If this arrangement applied to all books in the Kindle format, with unlimited one-book-at-a-time availability, I would be on it like scales on lawyers.
But it would also mean I would have to give up paper and switch entirely to my e-reader, which I currently use for about 1/2 to 1/3 my purchasers. There are a lot of advantages still for paper books- charts, graphs and pictures for example do not show up well on ereaders. Nor do I worry about taking a paperback anyplace. I can take them on a camping/rafting trip.

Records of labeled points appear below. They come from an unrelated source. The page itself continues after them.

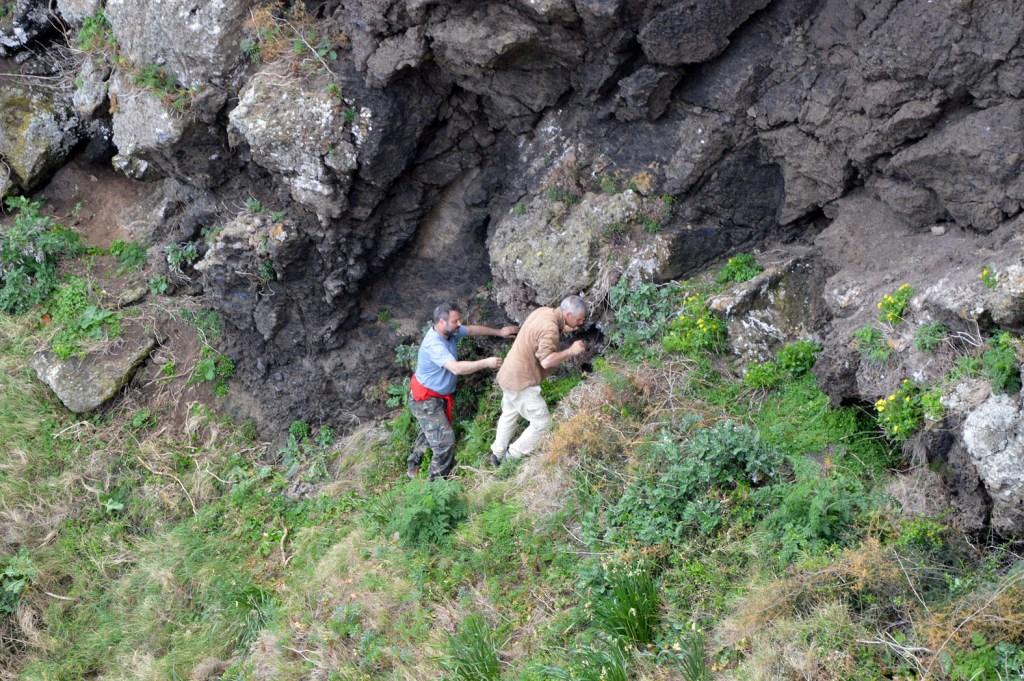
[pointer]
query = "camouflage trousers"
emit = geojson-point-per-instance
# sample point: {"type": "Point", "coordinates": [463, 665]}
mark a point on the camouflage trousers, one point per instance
{"type": "Point", "coordinates": [436, 433]}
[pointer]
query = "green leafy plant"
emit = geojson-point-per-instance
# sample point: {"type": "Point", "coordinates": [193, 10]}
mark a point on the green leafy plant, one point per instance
{"type": "Point", "coordinates": [593, 663]}
{"type": "Point", "coordinates": [214, 368]}
{"type": "Point", "coordinates": [30, 250]}
{"type": "Point", "coordinates": [627, 607]}
{"type": "Point", "coordinates": [96, 34]}
{"type": "Point", "coordinates": [999, 364]}
{"type": "Point", "coordinates": [159, 285]}
{"type": "Point", "coordinates": [16, 573]}
{"type": "Point", "coordinates": [426, 512]}
{"type": "Point", "coordinates": [989, 277]}
{"type": "Point", "coordinates": [642, 312]}
{"type": "Point", "coordinates": [77, 320]}
{"type": "Point", "coordinates": [695, 330]}
{"type": "Point", "coordinates": [180, 255]}
{"type": "Point", "coordinates": [130, 256]}
{"type": "Point", "coordinates": [928, 337]}
{"type": "Point", "coordinates": [900, 414]}
{"type": "Point", "coordinates": [680, 498]}
{"type": "Point", "coordinates": [872, 344]}
{"type": "Point", "coordinates": [893, 305]}
{"type": "Point", "coordinates": [472, 651]}
{"type": "Point", "coordinates": [739, 267]}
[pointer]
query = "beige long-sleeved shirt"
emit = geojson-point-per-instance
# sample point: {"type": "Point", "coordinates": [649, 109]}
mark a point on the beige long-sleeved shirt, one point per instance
{"type": "Point", "coordinates": [538, 338]}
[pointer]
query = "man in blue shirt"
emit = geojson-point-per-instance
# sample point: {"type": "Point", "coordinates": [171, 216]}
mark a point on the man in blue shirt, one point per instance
{"type": "Point", "coordinates": [432, 386]}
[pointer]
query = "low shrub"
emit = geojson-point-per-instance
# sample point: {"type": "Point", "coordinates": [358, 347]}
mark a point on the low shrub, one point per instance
{"type": "Point", "coordinates": [999, 365]}
{"type": "Point", "coordinates": [739, 267]}
{"type": "Point", "coordinates": [679, 498]}
{"type": "Point", "coordinates": [472, 651]}
{"type": "Point", "coordinates": [30, 250]}
{"type": "Point", "coordinates": [427, 512]}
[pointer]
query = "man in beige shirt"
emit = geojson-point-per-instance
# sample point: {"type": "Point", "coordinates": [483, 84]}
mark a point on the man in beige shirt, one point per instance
{"type": "Point", "coordinates": [532, 355]}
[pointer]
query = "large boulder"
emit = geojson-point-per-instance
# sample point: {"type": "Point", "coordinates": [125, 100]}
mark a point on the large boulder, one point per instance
{"type": "Point", "coordinates": [38, 131]}
{"type": "Point", "coordinates": [298, 130]}
{"type": "Point", "coordinates": [994, 436]}
{"type": "Point", "coordinates": [85, 383]}
{"type": "Point", "coordinates": [974, 165]}
{"type": "Point", "coordinates": [199, 42]}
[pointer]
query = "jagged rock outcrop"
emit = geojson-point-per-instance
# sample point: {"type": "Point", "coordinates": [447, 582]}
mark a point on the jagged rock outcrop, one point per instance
{"type": "Point", "coordinates": [85, 383]}
{"type": "Point", "coordinates": [38, 130]}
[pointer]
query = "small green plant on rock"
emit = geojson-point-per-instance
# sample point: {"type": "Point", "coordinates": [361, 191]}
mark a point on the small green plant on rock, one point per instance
{"type": "Point", "coordinates": [989, 277]}
{"type": "Point", "coordinates": [893, 305]}
{"type": "Point", "coordinates": [30, 250]}
{"type": "Point", "coordinates": [180, 255]}
{"type": "Point", "coordinates": [999, 363]}
{"type": "Point", "coordinates": [739, 267]}
{"type": "Point", "coordinates": [695, 330]}
{"type": "Point", "coordinates": [900, 414]}
{"type": "Point", "coordinates": [928, 337]}
{"type": "Point", "coordinates": [130, 256]}
{"type": "Point", "coordinates": [872, 344]}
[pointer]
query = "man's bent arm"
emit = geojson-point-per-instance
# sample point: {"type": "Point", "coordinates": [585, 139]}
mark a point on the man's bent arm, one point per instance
{"type": "Point", "coordinates": [463, 368]}
{"type": "Point", "coordinates": [477, 330]}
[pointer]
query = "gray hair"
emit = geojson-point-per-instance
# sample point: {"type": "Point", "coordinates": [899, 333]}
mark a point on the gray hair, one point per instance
{"type": "Point", "coordinates": [441, 311]}
{"type": "Point", "coordinates": [573, 305]}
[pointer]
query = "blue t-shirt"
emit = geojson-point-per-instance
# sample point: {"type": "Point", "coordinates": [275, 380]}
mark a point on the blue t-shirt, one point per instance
{"type": "Point", "coordinates": [435, 351]}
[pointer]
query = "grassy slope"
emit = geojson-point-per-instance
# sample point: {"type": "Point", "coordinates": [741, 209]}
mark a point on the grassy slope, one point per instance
{"type": "Point", "coordinates": [806, 572]}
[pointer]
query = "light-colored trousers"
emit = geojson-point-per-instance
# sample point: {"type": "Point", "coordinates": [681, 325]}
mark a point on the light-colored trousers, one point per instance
{"type": "Point", "coordinates": [526, 403]}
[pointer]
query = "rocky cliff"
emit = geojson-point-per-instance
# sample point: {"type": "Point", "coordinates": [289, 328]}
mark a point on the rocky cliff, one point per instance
{"type": "Point", "coordinates": [357, 161]}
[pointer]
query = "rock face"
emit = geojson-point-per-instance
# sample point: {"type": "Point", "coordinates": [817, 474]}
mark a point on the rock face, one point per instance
{"type": "Point", "coordinates": [83, 384]}
{"type": "Point", "coordinates": [994, 436]}
{"type": "Point", "coordinates": [37, 132]}
{"type": "Point", "coordinates": [197, 41]}
{"type": "Point", "coordinates": [299, 132]}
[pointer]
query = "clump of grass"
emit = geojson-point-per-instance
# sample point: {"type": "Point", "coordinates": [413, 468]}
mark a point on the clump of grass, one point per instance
{"type": "Point", "coordinates": [472, 653]}
{"type": "Point", "coordinates": [628, 607]}
{"type": "Point", "coordinates": [739, 267]}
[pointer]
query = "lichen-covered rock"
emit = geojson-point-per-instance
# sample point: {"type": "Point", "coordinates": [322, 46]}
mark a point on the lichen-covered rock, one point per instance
{"type": "Point", "coordinates": [994, 435]}
{"type": "Point", "coordinates": [74, 11]}
{"type": "Point", "coordinates": [38, 131]}
{"type": "Point", "coordinates": [243, 261]}
{"type": "Point", "coordinates": [154, 138]}
{"type": "Point", "coordinates": [780, 304]}
{"type": "Point", "coordinates": [20, 23]}
{"type": "Point", "coordinates": [197, 41]}
{"type": "Point", "coordinates": [551, 247]}
{"type": "Point", "coordinates": [299, 131]}
{"type": "Point", "coordinates": [90, 87]}
{"type": "Point", "coordinates": [85, 383]}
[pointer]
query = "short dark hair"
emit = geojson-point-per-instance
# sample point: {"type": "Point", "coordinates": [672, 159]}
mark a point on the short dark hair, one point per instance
{"type": "Point", "coordinates": [441, 311]}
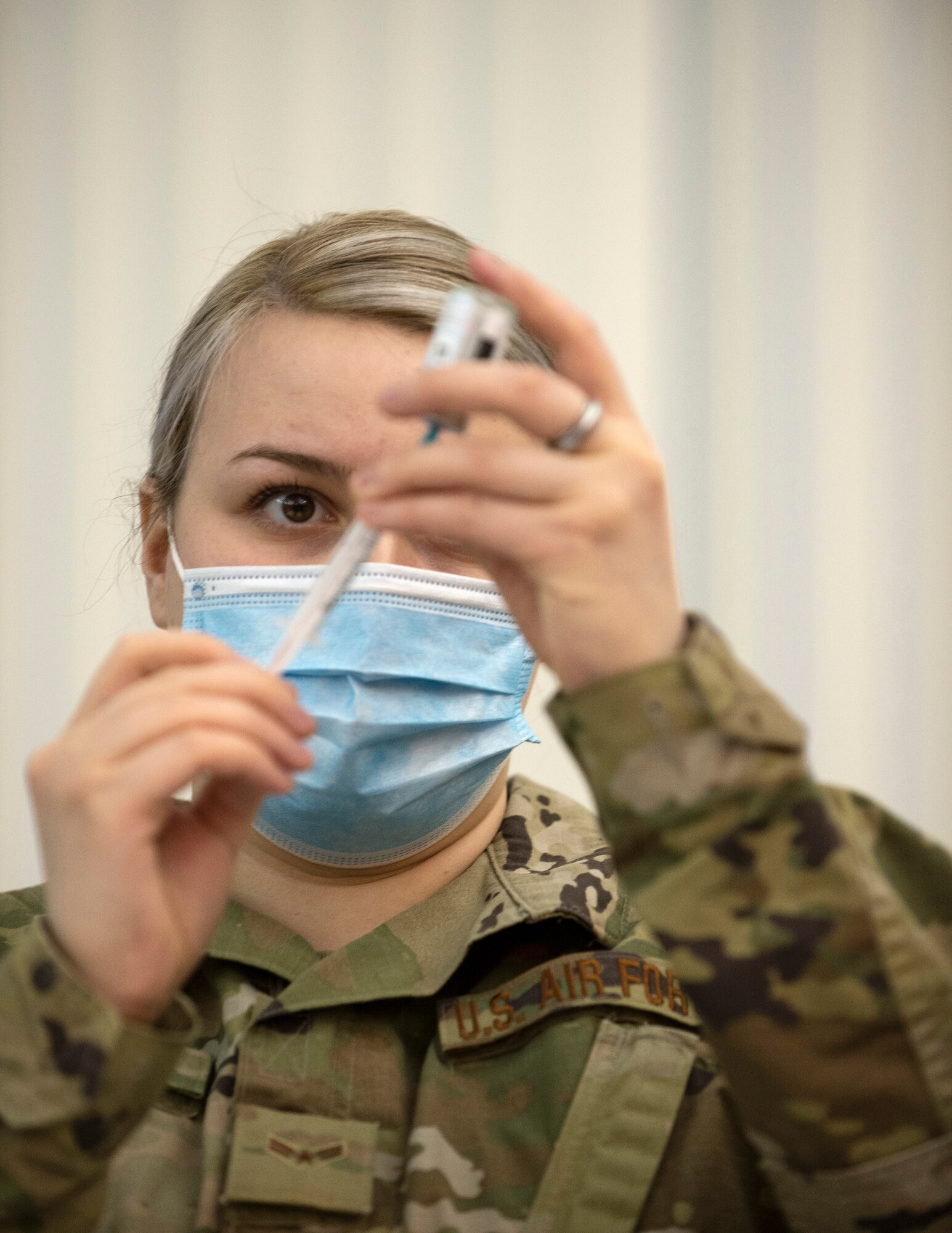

It would also mean I would end up being locked into Amazon, not a good thing. I don't trust them as much as I trust Barnes and Nobles, as they have done vile things before (Hatchet, pulling back books people purchased)
excitingthingstodo.blogspot.com
My wife goes through 8-12 novels a month, and often the more recent ones are either not available from the local library or are checked out/reserved, so we're spending $40 or more on new or used books that generally get given away when she's done with them. She almost never re-reads, so there's no real loss in the rental model for her.
So depending on what the selection is like, it might be worth it. Even more so if it's a per-family cost instead of a per-device, since my daughter seems to be trying her best to put B&N back in the black, esp. during summer months.
Is it just my observation, or are there way too many stupid people in the world?
eBook service called: The Library.
You should see if your library has an eBook lending service.
Seriously, if you don't want to own it, why wouldn't you use a library?
This also goes for movies and games.
Your library doesn't do this or have enough titles? get involved.
The Kruger Dunning explains most post on
My DRM-free, Amazon hosted and sold ebooks already net me more revenue via "Kindle Lending Library" (where customers may pick one "free" book per month if they are prime and kindle customers) than they do via sales.
The way the lending library works is they fund it every month, then they divide it up based on how often your book was checked out. I assume the ebook service would be similar, but better funded.
DRM is a publisher choice. It is a checkbox in the Amazon "publish my book" interface. All of my books sold through amazon are DRM free. If you want to know how to tell (since it is non-obvious)... under "product details" there is an item called "Simultaneous Device Usage" if that says "unlimited" it is DRM free.
It's better because this is capitalism and libraries are damned dirty communism.
That's pretty much how it already is with ebook libraries that use Amazon or Adobe's DRM solution. From discussions on pirate ebook communities, I've seen that it's already common for pirates to buy a temporary subscription to a service, download everything through some clever scripting, break the DRM, upload to a pirate site, and let their temporary subscription lapse. Considering how trivial it is to break the DRM on these books, it really is only the honour system keeping people paying.
Kindle author here (and other platforms too).
The book is genuinely DRM free. The .mobi file format, which is what Amazon uses, is well documented by FOSS projects such as Calibre. You can transcode your DRM free .mobi files into .epub (which is just a .zip with HTML in it), into PDFs, Word documents, even plain text.
All of my books are DRM free for this reason (and many are also free-as-in-beer).